LinuxQuestions.org

LinuxQuestions.org (/questions/)
-   Programming (https://www.linuxquestions.org/questions/programming-9/)
-   -   [BASH/SHELL] grep/extract/display lines under specific strings (irregular number of lines) (https://www.linuxquestions.org/questions/programming-9/%5Bbash-shell%5D-grep-extract-display-lines-under-specific-strings-irregular-number-of-lines-4175667298/)

czezz 01-08-2020 03:45 AM

[BASH/SHELL] grep/extract/display lines under specific strings (irregular number of lines)
 
Hi,

What I want to do here, is to display all the lines under the ones beginning with capital letters.
Initially I thought I could do something like this:
Code:

cat file.out | egrep -A 3 "AAA-1|DFG-54" | egrep -v "AAA-1|DFG-54"
However, the downside of this method is that I need to give static number of lines to be displayed and it is not always 3.
I was hoping that maybe here someone would give me some better way to do that?

file.out
Code:

AAA-1
| - blablabla1
| - blablabla2
| - blablabla4
EDF-2
| - ertgertg
| - werwerwe
| - wet4rt4
| - erkhrg34
IDW-34
| - ewerewr
| - werrfgerwe
DFG-54
| - eweerterewr
| - werwerwe
| - w44dfgdf
| - ewee453
| - werertre
| - w44derterfgdf


syg00 01-08-2020 05:20 AM

You need something with a bit of logic plus regex - awk, perl, python, whatever you're comfortable with.
Find your header lines, set a flag and get the next record - print while you have the flag set. When you reach another (non-wanted) header turn the flag off.

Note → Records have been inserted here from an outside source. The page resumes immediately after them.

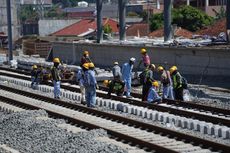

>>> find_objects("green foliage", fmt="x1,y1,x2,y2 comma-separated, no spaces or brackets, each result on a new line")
103,24,112,34
52,0,81,8
150,6,214,31
140,11,148,22
127,12,138,17
149,13,164,31
45,5,66,18
213,6,227,20
172,6,213,31
19,5,39,22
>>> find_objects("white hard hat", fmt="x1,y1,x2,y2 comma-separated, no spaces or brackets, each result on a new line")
130,57,136,62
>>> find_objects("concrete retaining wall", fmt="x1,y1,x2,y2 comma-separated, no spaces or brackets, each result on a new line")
53,42,230,77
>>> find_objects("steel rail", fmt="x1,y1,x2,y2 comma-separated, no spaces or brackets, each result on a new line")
0,85,230,152
0,72,230,127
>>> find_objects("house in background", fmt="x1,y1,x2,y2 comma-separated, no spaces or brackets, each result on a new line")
51,18,119,38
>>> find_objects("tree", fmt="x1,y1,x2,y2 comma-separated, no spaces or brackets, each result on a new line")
19,5,39,22
150,6,214,31
149,13,164,31
103,24,112,34
172,6,214,31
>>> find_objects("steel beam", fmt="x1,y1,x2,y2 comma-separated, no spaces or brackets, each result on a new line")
164,0,172,42
226,0,230,43
6,0,13,62
118,0,127,40
96,0,103,43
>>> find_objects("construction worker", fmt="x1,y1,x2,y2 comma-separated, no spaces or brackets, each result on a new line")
169,66,183,101
76,63,89,104
84,63,98,107
81,51,92,66
51,58,61,99
147,81,162,103
31,65,38,89
138,48,151,68
112,62,121,80
121,57,136,98
140,64,156,101
157,66,174,100
103,80,125,98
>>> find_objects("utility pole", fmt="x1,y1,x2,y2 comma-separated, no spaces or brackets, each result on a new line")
96,0,103,43
6,0,13,62
226,0,230,43
118,0,127,40
164,0,172,42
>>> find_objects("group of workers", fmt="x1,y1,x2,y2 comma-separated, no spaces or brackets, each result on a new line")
103,48,184,103
31,48,184,107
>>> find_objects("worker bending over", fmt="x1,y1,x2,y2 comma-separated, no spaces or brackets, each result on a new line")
31,65,39,89
84,63,98,107
103,80,125,98
76,63,89,104
147,81,162,103
51,58,61,99
140,64,156,101
138,48,151,68
121,57,136,98
169,66,183,101
157,66,174,100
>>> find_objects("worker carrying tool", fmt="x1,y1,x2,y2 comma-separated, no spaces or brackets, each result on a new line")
112,62,121,80
139,64,156,101
157,66,174,100
147,81,162,103
121,57,136,98
80,51,92,66
51,58,61,99
84,63,98,107
103,80,125,98
76,63,89,104
137,48,151,68
169,66,184,101
31,65,39,89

Standard stuff with the right tool.

NevemTeve 01-08-2020 05:21 AM

'file.out' is an example input? Then what is the expected output?

czezz 01-08-2020 05:38 AM

Expected output:

Code:

| - blablabla1
| - blablabla2
| - blablabla4
| - eweerterewr
| - werwerwe
| - w44dfgdf
| - ewee453
| - werertre
| - w44derterfgdf

If I run: cat file.out | egrep -A 3 "AAA-1|DFG-54" | egrep -v "AAA-1|DFG-54" it will be more or less what I need although limited to only 3 lines whereas I need all lines in each selected section.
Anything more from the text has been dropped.